La via dell’orto

 

La via dell’orto

“Fare la via dell’orto” è un detto toscano sta a significare una via percorsa molte volte, quasi sempre inutilmente o con scarsi risultati.

Il tema della “rivolta generazionale” è uno di quei temi più recenti, forse l’unica vera novità degli ultimi cento, centocinquanta anni. La genesi è molteplice ma risiede fondamentalmente in quel grande cambiamento nella mente di base della società occorso durante il diciannovesimo secolo che risponde alla nozione di “progressismo”. L’idea, in parole povere, che non era più ragion sufficiente che una cosa fosse antica per essere giusta, come era invece accettato senza troppi problemi, semplificando assai, fino più o meno alla Rivoluzione Francese 

La “rivolta generazionale” non è altro che una forma di “biologizzazione” di questa idea, cioè che il buono ed il meglio stanno oltre la staccionata. Non è più sufficiente che questo meglio cammini sulle gambe delle idee nuove e delle novità, è assolutamente evidente che questo meglio cammini nel sangue giovane di chi, cronologicamente, viene dopo. Perfino alcuni calvinisti, gli irreprensibili Calvinisti, per difendere la (quasi) parità della donna avevano sostenuto che l’esser stata generata dopo rendeva Eva “migliore” di Adamo.

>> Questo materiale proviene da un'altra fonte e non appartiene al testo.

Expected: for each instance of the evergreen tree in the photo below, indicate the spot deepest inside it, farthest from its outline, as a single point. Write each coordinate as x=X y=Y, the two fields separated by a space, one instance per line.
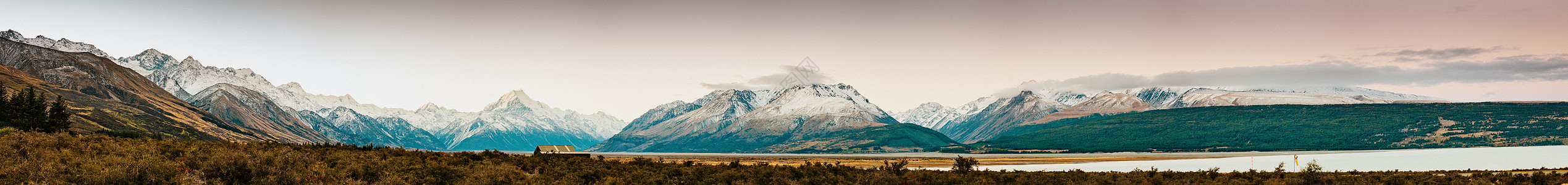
x=28 y=110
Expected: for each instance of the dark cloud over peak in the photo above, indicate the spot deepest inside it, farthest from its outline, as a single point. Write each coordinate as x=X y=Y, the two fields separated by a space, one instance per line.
x=1522 y=68
x=1441 y=54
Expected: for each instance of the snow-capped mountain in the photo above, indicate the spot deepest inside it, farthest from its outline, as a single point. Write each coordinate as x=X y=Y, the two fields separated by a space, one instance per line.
x=256 y=112
x=62 y=44
x=927 y=115
x=797 y=118
x=999 y=115
x=518 y=123
x=109 y=96
x=345 y=120
x=184 y=76
x=960 y=123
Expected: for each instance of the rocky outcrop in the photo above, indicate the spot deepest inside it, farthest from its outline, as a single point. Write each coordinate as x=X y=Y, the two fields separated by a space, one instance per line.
x=1103 y=104
x=518 y=123
x=1001 y=115
x=110 y=96
x=348 y=126
x=759 y=121
x=253 y=110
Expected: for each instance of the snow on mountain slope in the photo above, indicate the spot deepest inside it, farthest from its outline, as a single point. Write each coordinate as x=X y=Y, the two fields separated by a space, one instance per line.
x=360 y=123
x=927 y=115
x=788 y=120
x=253 y=110
x=1001 y=115
x=62 y=44
x=523 y=117
x=1158 y=97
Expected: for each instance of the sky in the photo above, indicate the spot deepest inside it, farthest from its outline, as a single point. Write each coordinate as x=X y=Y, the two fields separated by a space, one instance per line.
x=626 y=57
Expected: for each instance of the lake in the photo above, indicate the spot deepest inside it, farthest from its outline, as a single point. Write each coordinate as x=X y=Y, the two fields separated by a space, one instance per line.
x=1525 y=157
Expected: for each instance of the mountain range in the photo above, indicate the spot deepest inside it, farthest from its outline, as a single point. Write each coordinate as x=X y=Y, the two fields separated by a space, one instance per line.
x=806 y=118
x=110 y=97
x=250 y=101
x=992 y=117
x=153 y=93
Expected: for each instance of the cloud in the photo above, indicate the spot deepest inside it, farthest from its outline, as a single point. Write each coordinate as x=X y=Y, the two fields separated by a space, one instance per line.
x=1441 y=54
x=775 y=80
x=1462 y=8
x=1523 y=68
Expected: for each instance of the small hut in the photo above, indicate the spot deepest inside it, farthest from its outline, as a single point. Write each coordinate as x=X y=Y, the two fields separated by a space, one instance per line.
x=560 y=149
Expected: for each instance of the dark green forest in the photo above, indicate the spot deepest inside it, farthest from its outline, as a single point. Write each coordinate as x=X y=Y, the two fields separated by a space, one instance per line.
x=1300 y=128
x=33 y=157
x=30 y=110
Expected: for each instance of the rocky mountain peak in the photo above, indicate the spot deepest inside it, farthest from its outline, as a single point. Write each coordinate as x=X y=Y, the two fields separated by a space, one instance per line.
x=190 y=62
x=10 y=35
x=515 y=101
x=516 y=94
x=62 y=44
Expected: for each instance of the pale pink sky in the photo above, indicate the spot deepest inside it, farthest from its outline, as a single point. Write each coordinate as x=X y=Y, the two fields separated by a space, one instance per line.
x=626 y=57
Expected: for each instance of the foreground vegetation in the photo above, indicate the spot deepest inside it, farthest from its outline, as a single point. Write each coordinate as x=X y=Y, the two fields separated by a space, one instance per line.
x=1297 y=128
x=32 y=157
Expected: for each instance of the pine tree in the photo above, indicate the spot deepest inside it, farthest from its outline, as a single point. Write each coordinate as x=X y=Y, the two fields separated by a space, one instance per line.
x=28 y=110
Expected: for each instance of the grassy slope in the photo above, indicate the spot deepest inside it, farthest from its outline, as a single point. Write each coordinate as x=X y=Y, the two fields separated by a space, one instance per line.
x=28 y=157
x=1304 y=128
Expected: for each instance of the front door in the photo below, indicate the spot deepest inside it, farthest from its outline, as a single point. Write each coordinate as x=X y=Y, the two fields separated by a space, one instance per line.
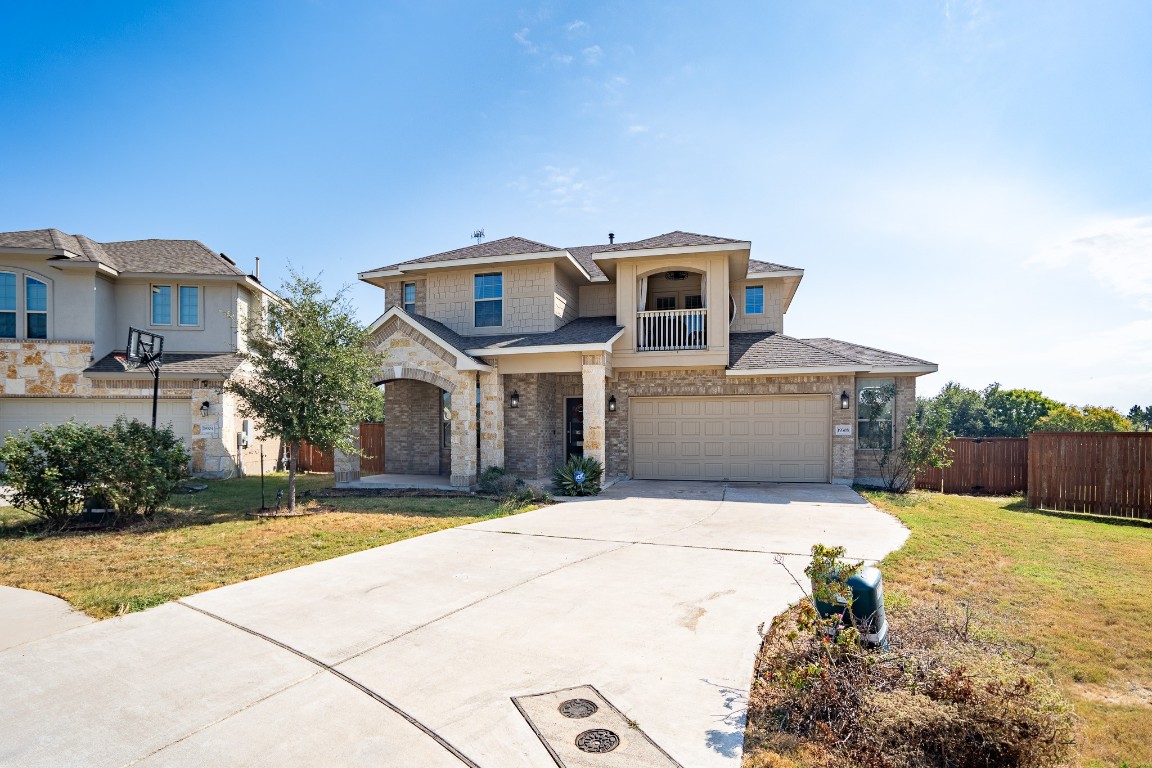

Questa rivolta assume tante forme. La furia rottamatrice renziana è stata la forma italiana, la variante machiavellica e cinica. Ma in fondo anche l’attenzione fascista al mito della giovinezza si nutre di una perversa convinzione del genere. Altrove la rivolta generazione ha assunto coloriture ancor più dirompenti, come durante il ’68, nato rivolta generazionale e morto movimento degenerato.

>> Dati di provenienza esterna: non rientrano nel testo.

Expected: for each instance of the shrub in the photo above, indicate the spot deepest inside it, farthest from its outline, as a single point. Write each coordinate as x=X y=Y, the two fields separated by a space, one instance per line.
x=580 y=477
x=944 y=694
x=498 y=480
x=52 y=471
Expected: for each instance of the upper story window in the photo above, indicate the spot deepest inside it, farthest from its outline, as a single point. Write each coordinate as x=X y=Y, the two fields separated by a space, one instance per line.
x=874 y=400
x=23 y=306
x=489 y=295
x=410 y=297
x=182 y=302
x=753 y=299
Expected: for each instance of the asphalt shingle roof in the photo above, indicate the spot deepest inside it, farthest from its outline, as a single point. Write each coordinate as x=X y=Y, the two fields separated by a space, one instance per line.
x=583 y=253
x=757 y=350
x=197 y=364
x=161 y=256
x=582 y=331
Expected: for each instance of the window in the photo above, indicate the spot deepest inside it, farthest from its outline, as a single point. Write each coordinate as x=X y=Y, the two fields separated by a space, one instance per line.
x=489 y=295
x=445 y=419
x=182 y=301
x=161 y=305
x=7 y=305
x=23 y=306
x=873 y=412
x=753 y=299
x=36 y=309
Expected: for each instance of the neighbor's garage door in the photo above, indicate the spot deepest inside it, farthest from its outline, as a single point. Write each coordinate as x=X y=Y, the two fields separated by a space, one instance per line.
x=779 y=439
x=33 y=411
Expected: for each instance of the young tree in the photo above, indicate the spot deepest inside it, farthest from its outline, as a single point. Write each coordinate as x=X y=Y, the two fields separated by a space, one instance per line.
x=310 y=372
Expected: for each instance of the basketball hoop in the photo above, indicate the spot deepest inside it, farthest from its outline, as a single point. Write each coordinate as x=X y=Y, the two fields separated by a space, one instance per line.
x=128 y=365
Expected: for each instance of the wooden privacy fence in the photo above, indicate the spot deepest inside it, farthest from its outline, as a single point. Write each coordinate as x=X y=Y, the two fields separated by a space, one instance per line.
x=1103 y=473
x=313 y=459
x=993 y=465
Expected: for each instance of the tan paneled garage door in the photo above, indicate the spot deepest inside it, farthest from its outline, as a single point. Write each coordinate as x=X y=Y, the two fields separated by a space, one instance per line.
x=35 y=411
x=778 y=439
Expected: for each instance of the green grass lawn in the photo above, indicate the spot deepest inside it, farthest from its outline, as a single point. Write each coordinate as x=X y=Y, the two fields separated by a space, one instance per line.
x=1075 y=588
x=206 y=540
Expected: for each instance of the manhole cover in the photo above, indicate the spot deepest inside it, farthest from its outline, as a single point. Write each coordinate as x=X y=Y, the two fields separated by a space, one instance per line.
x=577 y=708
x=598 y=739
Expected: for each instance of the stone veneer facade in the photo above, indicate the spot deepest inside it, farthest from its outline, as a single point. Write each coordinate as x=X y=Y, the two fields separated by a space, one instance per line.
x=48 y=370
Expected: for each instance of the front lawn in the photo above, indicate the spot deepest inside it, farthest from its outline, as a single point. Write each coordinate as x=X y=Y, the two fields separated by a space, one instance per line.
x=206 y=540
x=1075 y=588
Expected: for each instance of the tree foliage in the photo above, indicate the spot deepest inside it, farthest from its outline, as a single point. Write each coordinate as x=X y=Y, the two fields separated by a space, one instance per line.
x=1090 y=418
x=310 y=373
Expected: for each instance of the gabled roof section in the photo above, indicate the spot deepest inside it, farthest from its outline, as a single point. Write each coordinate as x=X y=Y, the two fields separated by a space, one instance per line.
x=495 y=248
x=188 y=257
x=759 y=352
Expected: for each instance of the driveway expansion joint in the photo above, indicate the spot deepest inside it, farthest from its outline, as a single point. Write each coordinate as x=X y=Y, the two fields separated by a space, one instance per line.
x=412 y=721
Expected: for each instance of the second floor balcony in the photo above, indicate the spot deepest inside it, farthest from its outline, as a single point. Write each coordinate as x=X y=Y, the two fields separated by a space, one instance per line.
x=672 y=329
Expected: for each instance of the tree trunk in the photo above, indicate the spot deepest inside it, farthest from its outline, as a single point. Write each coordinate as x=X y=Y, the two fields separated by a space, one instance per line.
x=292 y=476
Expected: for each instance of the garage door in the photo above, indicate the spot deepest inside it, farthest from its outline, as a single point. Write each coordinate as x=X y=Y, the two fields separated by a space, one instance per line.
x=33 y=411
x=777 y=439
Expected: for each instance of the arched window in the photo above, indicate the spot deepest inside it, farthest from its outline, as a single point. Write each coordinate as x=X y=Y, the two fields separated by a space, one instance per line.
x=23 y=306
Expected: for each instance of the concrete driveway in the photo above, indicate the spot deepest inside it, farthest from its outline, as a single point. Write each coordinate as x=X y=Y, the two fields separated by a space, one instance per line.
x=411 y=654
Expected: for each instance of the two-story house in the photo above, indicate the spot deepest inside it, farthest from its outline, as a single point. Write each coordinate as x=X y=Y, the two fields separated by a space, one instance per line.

Ora che l’Ambiente è il tema del secolo (a ragione, peraltro), non poteva che appropriarsi di una tematica tanto ineccepibile a prima vista. Chi ha il coraggio di mettersi contro i giovani? Fin dalla antica Grecia, in una sorta di strano scambio con l’effettiva dominanza degli anziani nella Polis, la giovinezza si è ammantata di una sacrosanctitas aurea. Qualsiasi politica, qualsiasi misura e qualsiasi ideologia si armino del “per i giovani” è virtualmente giusta. Le riforme per i giovani sono la versione democristiana della “rivolta generazionale” e questa è la versione barricadera della prima, e viceversa.

Ovviamente la “Rivolta generazionale” è tremendamente essenzialista, cioè pretende che una categoria data (giovane/vecchio, uomo/donna, bianco/nero etc.) sia intrinsecamente giusta o auspicabile. In tal senso non v’è differenza tra un razzista ed un “giovanilista”, od un “giovalinista” ed una femminista/maschilista.

La Storia ci ha fatto intravedere che i movimenti essenzialisti sono destinati al fallimento. Totale. E non perché rimangano minoritari (il “femminismo”, nella sua variante pop, accumuna tutti) ma perché si basano su un soggetto inesistente. Non esiste “il Giovane”. Chi è “il Giovane?”. 

Passi che, effettivamente, la configurazione storica dello sviluppo antiecologico è stato il divoramento del capitale ambientale anticipato da inserire nell’equazione economica attuale. Ma come è evidente questo è servito soprattutto a mettere in moto generazioni di indebitati indebitanti. Nella misura in cui è un problema di redistribuzione del rischio, sarebbe necessario per i giovani uccidere lo stesso mondo che li ha messi nelle migliori condizioni tecniche in cui potessero trovarsi. In parole brevi: la “Rivolta generazionale” richiedere un suicidio economico collettivo contro sé stessi, in ottica dei giovani.

La “rivolta generazione” è una fregatura, consapevole o meno. Ogni essenzialismo surfa sulla realtà complesse e taglia la realtà con l’accetta. Non funziona nel discorso delle pensioni, non funziona nei Fridays for future, non funziona nella “battaglia culturale” (che a vedere certi giovani vien voglia veder vincere agli ultranovantenni).